In January, Brent Cobb’s manager Don VanCleave was analyzing a report on Cobb’s Spotify listenership. “I started noticing Stockholm was his biggest streaming market,” VanCleave remembers. “Amsterdam was a Top Four market. Oslo was a Top Ten market.”

Armed with this information, VanCleave decided it was time to schedule some gigs. “I went to his agents in the U.K.: ‘Guys, we’re popping in Stockholm – give me shows,'” he continues. “This guy hadn’t headlined America yet and he’s selling out Amsterdam and it’s only because of streaming.”

Services like Spotify, Pandora and Apple Music are beginning to have concrete impacts on country music, helping artists to reach fans, build tours and generate income without relying on major labels and radio. “A lot of times music lanes can be a little more restricted at FM radio,” says John Marks, Spotify’s Global Head of Country. “Streaming is able to open up lanes of discovery, lanes of exposure that weren’t available to them.” “It’s given the younger artist, the up-and-coming artist, a shot,” adds singer Russell Dickerson, who has a pair of streaming hits in “Blue Tacoma” and “Yours.”

As a result, singers are now beginning to pick up steam in streaming before earning major label record deals and pushing for the more traditional exposure on country radio. Sam Hunt was the first country artist to make the leap in 2014. “We didn’t have the money or the knowhow to get CDs in Target,” says Belanger. “But we could record songs at home and put them up on Spotify or SoundCloud or Pandora. It was free, easy, quick and the way to get to all the fans, not just the country fans, since the streaming services have a much lower wall between genres than terrestrial radio or television.” Others have been able to follow Hunt’s path – last year, Maren Morris, Kane Brown and Luke Combs; this year, Russell Dickerson and Walker McGuire – if not quite match his streaming records.

For artists that can’t get on the radio, streaming still serves to boost touring. “You can see this song is really successful in Dallas, Fort Worth, whereas it wasn’t quite as successful in Tulsa or Austin,” says Texas stalwart Josh Abbott. “So that gives you the opportunity to say first, what have we done differently in these markets for the percentage of streams to be so different? And, second, when am I playing Dallas next?”

“Now that the live shows make up probably 80 percent or more of artists’ gross income,” Abbott adds, “I view the songs we put out as the marketing to get people to the product, which is now your live show, where your margins are better.”

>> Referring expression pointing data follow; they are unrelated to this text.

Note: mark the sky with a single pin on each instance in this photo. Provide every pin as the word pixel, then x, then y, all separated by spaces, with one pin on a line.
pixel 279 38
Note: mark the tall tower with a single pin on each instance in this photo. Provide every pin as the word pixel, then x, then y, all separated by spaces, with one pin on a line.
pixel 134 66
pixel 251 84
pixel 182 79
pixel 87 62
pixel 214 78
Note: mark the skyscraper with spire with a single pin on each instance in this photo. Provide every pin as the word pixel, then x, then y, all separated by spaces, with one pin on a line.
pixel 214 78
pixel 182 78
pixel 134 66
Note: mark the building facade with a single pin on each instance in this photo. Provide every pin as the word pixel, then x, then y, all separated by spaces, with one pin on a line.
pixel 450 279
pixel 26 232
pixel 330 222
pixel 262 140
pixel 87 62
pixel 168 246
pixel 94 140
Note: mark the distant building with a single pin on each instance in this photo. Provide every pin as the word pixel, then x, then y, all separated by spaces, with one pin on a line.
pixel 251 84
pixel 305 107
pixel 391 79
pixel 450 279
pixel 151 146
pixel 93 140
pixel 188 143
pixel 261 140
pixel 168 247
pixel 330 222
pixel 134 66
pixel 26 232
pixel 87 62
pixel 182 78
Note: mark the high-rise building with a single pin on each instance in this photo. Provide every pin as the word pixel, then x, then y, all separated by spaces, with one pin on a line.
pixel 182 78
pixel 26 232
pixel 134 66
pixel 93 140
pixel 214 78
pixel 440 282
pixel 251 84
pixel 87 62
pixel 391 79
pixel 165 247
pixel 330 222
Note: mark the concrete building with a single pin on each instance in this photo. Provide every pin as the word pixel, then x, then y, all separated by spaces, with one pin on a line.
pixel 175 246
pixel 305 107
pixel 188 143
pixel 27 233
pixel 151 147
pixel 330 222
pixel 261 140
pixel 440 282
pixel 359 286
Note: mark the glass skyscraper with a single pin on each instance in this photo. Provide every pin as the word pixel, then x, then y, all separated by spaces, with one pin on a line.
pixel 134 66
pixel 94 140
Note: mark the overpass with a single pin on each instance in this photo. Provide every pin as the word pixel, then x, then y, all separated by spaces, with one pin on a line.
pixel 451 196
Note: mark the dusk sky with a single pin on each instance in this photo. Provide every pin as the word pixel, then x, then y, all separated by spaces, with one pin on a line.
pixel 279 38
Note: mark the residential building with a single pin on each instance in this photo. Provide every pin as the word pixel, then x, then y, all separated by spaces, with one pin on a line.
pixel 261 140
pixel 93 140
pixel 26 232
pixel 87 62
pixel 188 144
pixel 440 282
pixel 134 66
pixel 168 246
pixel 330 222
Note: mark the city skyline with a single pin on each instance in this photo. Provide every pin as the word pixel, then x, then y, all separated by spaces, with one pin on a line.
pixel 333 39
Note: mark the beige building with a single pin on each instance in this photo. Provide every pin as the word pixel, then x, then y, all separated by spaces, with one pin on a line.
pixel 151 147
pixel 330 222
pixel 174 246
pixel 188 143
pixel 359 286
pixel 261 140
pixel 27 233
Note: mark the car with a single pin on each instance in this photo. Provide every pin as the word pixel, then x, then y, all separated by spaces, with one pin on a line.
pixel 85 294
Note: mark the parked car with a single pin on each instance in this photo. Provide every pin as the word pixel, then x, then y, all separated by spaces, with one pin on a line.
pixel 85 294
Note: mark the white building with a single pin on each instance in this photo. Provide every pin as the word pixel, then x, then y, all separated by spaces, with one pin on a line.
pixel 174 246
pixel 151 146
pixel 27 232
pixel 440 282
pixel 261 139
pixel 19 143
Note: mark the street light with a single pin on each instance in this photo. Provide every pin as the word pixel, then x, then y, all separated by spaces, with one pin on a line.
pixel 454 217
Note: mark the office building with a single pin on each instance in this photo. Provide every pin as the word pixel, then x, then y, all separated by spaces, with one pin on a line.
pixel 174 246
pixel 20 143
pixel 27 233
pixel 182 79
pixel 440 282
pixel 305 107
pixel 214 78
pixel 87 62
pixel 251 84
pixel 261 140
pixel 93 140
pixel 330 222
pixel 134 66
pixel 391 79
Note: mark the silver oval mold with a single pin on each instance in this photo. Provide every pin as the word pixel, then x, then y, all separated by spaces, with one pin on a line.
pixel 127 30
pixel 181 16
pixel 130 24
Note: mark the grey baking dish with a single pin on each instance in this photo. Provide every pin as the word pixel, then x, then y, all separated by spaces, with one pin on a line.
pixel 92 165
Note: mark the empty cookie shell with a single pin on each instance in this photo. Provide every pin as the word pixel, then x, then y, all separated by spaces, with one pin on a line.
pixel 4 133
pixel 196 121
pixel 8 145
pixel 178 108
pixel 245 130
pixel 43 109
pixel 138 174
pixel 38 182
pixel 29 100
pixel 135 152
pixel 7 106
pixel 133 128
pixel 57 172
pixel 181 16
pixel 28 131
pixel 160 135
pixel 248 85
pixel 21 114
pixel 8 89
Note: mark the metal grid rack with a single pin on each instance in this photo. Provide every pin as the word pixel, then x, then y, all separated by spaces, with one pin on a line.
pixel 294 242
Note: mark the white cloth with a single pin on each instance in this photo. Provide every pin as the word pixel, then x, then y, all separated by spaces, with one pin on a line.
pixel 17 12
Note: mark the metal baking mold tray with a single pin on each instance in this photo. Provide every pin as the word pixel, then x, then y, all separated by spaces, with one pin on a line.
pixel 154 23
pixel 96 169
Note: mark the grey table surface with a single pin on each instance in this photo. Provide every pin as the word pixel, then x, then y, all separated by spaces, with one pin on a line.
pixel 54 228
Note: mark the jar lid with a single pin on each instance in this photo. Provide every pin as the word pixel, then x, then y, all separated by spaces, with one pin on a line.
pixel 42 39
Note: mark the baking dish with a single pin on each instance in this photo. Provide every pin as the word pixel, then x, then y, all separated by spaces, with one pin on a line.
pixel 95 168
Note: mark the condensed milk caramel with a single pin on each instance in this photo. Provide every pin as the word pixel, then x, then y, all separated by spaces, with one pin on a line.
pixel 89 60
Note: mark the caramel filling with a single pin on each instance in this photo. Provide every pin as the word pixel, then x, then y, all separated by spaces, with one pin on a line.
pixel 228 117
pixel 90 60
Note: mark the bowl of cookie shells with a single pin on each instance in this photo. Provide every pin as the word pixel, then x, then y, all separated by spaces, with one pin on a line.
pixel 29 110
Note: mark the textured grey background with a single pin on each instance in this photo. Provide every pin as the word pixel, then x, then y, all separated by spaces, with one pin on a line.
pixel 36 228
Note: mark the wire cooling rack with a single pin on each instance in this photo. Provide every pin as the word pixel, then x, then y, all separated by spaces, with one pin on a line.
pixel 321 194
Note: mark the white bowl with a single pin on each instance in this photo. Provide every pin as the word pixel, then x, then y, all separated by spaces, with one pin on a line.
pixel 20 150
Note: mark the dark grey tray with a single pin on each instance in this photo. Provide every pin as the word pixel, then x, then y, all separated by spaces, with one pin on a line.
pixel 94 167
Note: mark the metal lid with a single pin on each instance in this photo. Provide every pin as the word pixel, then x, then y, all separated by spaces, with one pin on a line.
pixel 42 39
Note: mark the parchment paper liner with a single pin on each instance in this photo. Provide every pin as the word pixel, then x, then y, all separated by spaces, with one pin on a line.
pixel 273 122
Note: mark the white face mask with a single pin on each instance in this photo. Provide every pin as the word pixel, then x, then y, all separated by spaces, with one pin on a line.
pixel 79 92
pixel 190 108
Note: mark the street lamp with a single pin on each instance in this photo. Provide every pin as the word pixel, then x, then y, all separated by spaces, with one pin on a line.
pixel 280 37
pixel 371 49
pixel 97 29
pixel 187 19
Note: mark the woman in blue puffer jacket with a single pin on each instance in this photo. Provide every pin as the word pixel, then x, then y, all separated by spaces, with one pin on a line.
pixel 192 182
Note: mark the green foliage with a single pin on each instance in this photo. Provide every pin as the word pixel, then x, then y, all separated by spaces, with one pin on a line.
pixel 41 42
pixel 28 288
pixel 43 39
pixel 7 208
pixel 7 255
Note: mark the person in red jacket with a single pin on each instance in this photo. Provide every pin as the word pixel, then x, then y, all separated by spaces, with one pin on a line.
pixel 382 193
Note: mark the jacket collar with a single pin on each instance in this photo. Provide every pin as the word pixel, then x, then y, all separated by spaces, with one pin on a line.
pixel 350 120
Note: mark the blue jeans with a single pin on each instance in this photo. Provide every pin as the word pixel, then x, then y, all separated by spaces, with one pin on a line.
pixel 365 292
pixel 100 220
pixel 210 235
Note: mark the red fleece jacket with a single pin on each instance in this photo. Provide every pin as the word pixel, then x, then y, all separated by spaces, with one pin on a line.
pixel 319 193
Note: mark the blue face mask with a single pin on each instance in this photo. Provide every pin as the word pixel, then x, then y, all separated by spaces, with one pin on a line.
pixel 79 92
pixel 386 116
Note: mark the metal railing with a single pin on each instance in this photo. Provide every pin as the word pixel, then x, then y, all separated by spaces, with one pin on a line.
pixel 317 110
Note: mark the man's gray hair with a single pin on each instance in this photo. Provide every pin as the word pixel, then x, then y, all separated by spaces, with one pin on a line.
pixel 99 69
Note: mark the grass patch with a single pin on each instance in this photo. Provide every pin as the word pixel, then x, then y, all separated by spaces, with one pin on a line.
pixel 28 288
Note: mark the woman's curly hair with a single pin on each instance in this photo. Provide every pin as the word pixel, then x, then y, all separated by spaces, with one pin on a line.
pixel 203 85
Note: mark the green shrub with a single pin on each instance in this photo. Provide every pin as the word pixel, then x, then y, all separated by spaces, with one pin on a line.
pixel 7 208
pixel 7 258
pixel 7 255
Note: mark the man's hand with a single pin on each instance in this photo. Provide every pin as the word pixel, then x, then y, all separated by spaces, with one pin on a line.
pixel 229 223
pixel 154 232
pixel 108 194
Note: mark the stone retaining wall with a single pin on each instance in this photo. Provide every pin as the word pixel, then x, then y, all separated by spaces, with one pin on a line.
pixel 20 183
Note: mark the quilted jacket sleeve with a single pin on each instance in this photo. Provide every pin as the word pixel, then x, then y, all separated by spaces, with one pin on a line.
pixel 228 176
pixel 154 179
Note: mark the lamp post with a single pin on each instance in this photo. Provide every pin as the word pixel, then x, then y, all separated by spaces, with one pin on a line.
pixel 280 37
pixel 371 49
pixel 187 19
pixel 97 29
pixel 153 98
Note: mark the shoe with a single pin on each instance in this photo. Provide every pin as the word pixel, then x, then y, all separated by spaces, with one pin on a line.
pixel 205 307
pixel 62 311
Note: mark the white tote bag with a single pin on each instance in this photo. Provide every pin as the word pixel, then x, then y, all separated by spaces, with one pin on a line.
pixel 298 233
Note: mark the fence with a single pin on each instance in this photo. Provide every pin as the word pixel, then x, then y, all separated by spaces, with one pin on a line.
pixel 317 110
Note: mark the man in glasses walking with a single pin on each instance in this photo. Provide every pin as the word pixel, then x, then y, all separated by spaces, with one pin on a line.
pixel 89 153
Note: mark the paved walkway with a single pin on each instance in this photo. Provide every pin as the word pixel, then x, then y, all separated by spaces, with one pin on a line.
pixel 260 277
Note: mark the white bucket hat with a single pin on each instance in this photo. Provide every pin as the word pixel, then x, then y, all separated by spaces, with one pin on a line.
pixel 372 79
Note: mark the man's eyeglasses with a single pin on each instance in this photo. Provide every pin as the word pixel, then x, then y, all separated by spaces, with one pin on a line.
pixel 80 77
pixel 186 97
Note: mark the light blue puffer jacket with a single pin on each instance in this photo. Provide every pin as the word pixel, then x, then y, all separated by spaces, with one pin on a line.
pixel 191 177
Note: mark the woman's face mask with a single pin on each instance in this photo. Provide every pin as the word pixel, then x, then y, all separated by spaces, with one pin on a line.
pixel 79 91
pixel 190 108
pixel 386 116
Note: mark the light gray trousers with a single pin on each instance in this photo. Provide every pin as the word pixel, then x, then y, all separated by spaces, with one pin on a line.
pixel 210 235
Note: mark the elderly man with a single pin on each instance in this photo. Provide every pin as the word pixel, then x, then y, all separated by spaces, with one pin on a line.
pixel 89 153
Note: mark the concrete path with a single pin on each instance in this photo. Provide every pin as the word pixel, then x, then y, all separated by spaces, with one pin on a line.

Loba watched Walker McGuire’s ticket receipts balloon as the duo’s track “Til Tomorrow” picked up steam on streaming. “If you have a real hit on a streaming service, it can immediately impact your touring in a significant way,” he says. “When it was originally released they would play shows for 50 to 150 people. Once that song went on Wild Country and then Hot Country, several months before they were even introduced to radio, they started seeing those shows go to 750, to 1250.”